具体的に言うと、市場では「FRBは今回の7月30〜31日開催のFOMCでは利下げを見送るものの、次回のFOMC(9月17~18日開催)で利下げを開始する」との見方が強まっています。この結果、投資家は一極集中で過熱気味に買い上がっていた大型ハイテク株を利食い売りに出しつつ、割安に放置されていた中小型株を買うという動きを加速させたのです。
米国のハイテク株売りの影響で、ディスコやソフトバンクGなど
指数寄与度の高いハイテク株が急落して日経平均株価を押し下げる結果に
米国株のローテーションの影響は日本株にもおよびました。例えば、日本の半導体関連の代表格であるディスコ(6146)は、7月11日に終値で6万8540円を記録したものの、その後は日経平均株価と同じく8日続落し、26日の終値は4万6100円まで急落しました。。8日間の下げ幅は1万7360円、下落率は27.36%にも達しました。同様に、AI関連の代表格であるソフトバンクグループ(9984)も8日続落し、8日間の下げ幅は2251円、下落幅は19.70%でした。
このように、指数寄与度の比較的高い半導体・AI(ハイテク)関連が短期間で急落したことが、7月後半の日経平均株価の急落を引き起こしたのです。
これまで人気だったハイテク株が急落したことで、信用取引を積極的に活用している個人投資家の手の内も急激に悪化したと推察されます。

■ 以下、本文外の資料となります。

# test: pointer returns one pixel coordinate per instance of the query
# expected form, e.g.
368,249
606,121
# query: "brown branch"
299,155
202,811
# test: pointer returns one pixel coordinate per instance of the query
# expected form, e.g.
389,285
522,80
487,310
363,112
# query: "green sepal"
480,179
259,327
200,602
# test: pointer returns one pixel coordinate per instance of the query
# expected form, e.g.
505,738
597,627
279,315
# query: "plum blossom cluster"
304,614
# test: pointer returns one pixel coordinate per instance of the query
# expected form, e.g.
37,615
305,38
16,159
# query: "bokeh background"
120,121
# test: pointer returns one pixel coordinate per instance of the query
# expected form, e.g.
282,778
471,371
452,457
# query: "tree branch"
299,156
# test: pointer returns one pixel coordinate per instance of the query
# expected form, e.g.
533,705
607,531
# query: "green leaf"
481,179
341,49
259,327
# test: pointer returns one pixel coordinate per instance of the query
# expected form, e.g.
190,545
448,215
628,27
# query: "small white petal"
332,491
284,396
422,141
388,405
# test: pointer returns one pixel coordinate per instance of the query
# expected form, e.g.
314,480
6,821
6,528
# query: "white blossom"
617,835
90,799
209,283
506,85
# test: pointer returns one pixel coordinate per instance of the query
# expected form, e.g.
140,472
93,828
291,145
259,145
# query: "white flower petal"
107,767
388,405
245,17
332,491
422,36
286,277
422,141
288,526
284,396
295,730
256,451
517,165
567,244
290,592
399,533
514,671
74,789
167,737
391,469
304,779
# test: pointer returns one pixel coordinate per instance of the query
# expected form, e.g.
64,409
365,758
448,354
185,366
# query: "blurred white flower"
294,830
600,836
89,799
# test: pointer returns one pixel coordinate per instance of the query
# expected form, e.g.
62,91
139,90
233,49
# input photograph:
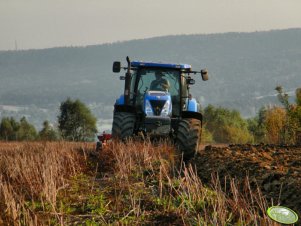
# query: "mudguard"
120,100
192,114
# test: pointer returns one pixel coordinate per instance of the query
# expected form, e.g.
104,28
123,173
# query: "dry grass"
126,184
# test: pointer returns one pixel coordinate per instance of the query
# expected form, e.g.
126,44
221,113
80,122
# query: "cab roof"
160,65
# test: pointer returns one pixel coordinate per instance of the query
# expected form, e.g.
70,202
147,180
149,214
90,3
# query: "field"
138,183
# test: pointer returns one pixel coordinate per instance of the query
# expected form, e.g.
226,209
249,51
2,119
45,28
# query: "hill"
244,69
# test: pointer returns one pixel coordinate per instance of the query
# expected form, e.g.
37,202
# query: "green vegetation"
11,130
76,122
226,126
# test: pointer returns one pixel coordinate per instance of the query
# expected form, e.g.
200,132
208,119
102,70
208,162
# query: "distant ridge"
242,66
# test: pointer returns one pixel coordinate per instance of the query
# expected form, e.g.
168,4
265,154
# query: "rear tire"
123,125
188,137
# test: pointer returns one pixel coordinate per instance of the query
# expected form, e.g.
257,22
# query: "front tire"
123,125
188,137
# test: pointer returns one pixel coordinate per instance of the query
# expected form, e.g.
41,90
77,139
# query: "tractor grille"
157,106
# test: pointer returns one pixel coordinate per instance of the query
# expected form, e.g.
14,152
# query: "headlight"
148,109
166,110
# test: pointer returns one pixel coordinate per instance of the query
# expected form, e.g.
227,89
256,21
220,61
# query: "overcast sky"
35,24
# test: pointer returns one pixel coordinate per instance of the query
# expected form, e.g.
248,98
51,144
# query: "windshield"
159,80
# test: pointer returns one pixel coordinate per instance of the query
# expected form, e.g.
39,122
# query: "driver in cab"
160,83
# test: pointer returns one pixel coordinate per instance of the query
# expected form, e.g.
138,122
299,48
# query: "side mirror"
116,66
204,74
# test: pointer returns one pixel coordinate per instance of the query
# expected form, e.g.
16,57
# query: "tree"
6,129
76,122
275,119
226,126
257,126
9,128
292,129
47,133
26,131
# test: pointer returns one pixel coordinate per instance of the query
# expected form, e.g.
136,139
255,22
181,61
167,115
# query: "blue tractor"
156,102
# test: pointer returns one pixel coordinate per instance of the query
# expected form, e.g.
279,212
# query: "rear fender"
192,114
120,100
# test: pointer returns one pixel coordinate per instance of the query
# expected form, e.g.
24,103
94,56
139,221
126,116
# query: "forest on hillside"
244,70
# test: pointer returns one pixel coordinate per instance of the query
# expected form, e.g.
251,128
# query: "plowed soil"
275,169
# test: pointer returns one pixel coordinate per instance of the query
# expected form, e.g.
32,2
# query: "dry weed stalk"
31,172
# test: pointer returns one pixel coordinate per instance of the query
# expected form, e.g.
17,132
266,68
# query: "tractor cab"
156,102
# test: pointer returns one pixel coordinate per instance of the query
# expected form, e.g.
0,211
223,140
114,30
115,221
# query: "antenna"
16,45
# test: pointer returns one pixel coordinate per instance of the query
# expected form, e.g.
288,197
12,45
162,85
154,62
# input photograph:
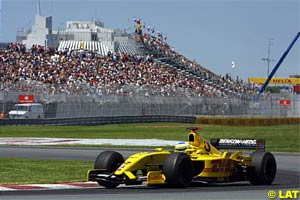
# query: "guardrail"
99,120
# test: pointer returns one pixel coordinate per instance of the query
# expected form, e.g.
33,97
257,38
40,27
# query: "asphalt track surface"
287,178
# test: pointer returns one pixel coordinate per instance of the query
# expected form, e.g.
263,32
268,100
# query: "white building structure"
83,35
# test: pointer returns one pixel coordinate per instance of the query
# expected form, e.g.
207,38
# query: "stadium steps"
101,48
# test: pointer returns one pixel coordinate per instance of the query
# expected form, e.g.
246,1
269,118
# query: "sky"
212,32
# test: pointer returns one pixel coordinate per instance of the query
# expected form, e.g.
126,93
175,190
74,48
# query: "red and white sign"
285,102
26,98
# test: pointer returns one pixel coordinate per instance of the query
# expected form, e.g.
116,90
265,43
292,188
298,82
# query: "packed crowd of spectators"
80,71
226,82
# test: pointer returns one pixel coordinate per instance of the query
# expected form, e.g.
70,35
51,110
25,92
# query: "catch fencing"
64,105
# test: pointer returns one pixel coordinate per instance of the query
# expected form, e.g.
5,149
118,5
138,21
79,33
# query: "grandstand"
109,69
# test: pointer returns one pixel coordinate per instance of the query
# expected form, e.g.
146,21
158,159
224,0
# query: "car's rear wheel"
178,169
110,161
264,170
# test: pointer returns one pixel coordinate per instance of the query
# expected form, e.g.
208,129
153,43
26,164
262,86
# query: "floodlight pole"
268,58
277,65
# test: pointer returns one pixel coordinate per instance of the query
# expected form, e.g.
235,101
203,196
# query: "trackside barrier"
247,121
99,120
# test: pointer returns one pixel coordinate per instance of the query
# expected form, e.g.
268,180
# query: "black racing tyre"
264,170
178,169
111,161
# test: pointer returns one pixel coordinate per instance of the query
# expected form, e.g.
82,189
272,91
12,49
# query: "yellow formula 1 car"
196,160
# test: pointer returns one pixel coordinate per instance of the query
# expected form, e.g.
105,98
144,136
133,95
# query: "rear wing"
258,144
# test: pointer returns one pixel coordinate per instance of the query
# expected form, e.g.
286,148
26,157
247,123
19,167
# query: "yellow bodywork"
214,163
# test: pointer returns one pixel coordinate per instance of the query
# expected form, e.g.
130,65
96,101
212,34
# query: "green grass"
283,138
42,171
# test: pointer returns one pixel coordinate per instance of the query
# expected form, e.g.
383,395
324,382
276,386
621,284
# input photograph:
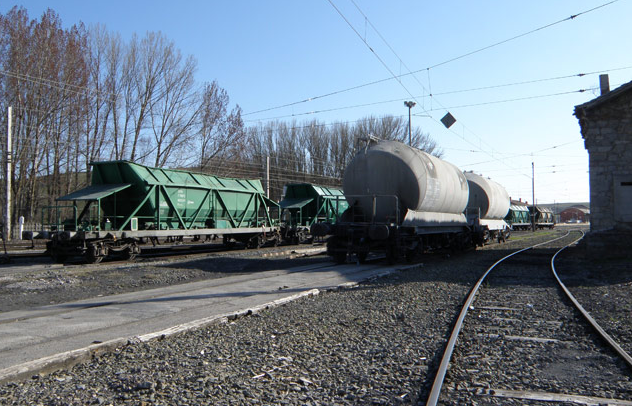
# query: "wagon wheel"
391,255
58,256
131,252
92,255
255,242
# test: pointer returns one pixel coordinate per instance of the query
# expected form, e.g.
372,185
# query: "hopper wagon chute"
128,202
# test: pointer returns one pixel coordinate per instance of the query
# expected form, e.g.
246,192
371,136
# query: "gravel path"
376,344
21,289
522,334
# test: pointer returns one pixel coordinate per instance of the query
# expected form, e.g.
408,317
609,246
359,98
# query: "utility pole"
533,196
410,105
7,209
268,176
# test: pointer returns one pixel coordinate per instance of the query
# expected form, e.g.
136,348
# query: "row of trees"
81,95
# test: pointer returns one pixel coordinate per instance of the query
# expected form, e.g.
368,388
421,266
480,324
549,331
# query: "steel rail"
611,342
447,355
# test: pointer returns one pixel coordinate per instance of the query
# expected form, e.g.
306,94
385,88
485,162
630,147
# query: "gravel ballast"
378,343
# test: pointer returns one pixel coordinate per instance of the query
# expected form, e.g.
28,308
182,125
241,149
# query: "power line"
572,17
426,111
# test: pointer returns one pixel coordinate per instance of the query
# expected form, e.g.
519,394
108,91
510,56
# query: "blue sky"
271,53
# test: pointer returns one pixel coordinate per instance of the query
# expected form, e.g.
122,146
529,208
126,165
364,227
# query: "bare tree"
221,134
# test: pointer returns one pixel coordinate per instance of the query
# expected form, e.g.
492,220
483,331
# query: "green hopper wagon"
305,205
127,202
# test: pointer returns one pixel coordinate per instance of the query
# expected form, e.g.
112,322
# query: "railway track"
524,341
37,260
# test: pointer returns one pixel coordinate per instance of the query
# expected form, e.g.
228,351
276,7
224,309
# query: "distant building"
575,214
606,126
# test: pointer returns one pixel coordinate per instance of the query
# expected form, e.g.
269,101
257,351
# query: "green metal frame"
202,193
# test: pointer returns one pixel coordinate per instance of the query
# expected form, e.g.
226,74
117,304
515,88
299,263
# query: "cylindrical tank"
489,196
419,180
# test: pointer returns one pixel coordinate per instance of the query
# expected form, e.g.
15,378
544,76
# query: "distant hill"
560,207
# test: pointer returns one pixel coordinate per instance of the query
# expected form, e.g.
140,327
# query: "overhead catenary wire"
481,49
429,110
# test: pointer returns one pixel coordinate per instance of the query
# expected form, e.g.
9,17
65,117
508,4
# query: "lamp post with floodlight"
410,105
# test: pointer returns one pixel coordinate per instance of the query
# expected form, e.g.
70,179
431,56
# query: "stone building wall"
607,131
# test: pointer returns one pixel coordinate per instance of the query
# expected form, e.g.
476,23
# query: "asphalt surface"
50,337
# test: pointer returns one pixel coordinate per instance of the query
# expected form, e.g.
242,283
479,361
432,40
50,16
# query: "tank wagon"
518,217
543,217
403,202
305,206
487,206
127,202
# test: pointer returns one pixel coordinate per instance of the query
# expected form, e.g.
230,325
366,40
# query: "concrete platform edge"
68,359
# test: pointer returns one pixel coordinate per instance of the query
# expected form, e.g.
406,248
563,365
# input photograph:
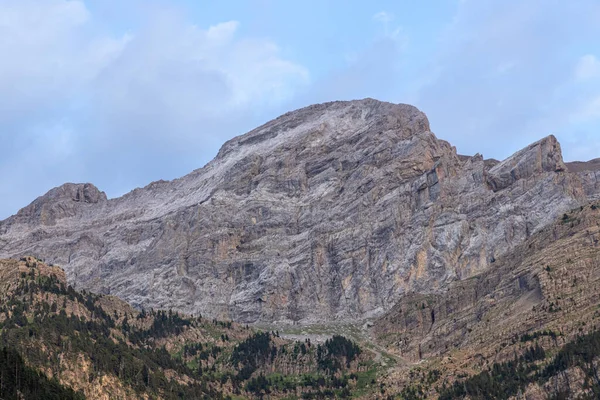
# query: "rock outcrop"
331,212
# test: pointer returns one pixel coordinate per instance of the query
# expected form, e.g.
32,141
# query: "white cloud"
587,68
589,111
122,110
384,17
502,75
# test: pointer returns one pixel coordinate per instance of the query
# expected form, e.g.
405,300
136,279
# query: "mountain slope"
61,343
328,213
546,294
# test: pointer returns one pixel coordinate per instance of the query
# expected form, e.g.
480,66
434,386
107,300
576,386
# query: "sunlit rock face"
328,213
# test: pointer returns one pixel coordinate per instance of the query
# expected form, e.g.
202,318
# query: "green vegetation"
39,328
17,381
507,379
528,337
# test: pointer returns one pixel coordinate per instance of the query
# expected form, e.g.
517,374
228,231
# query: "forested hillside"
58,343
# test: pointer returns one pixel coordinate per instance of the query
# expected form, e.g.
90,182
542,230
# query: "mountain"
528,328
59,343
331,213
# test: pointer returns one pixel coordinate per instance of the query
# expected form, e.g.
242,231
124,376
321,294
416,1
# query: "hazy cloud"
79,103
503,73
588,68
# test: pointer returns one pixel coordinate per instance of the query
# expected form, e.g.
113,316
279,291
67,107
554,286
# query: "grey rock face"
330,212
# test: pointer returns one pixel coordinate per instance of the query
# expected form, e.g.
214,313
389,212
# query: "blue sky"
123,93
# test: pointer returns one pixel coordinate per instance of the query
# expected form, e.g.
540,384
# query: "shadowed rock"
330,212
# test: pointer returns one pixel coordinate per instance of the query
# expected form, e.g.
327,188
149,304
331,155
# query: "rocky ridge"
331,212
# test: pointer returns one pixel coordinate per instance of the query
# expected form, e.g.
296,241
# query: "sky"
122,93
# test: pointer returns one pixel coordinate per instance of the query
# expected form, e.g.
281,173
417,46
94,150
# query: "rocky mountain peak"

ちなみに、7月19日時点の信用買い残(東京・名古屋2市場、制度信用と一般信用の合計)は4兆9254億円と、2006年6月以来およそ18年ぶりの高水準にまで積み上がっています。12日の申し込み時点と比べて1371億円増え、2週連続で増加しました。日経平均株価がピークを打った7月11日を含む週も、その後の急落過程でも買い残が増加しているのです。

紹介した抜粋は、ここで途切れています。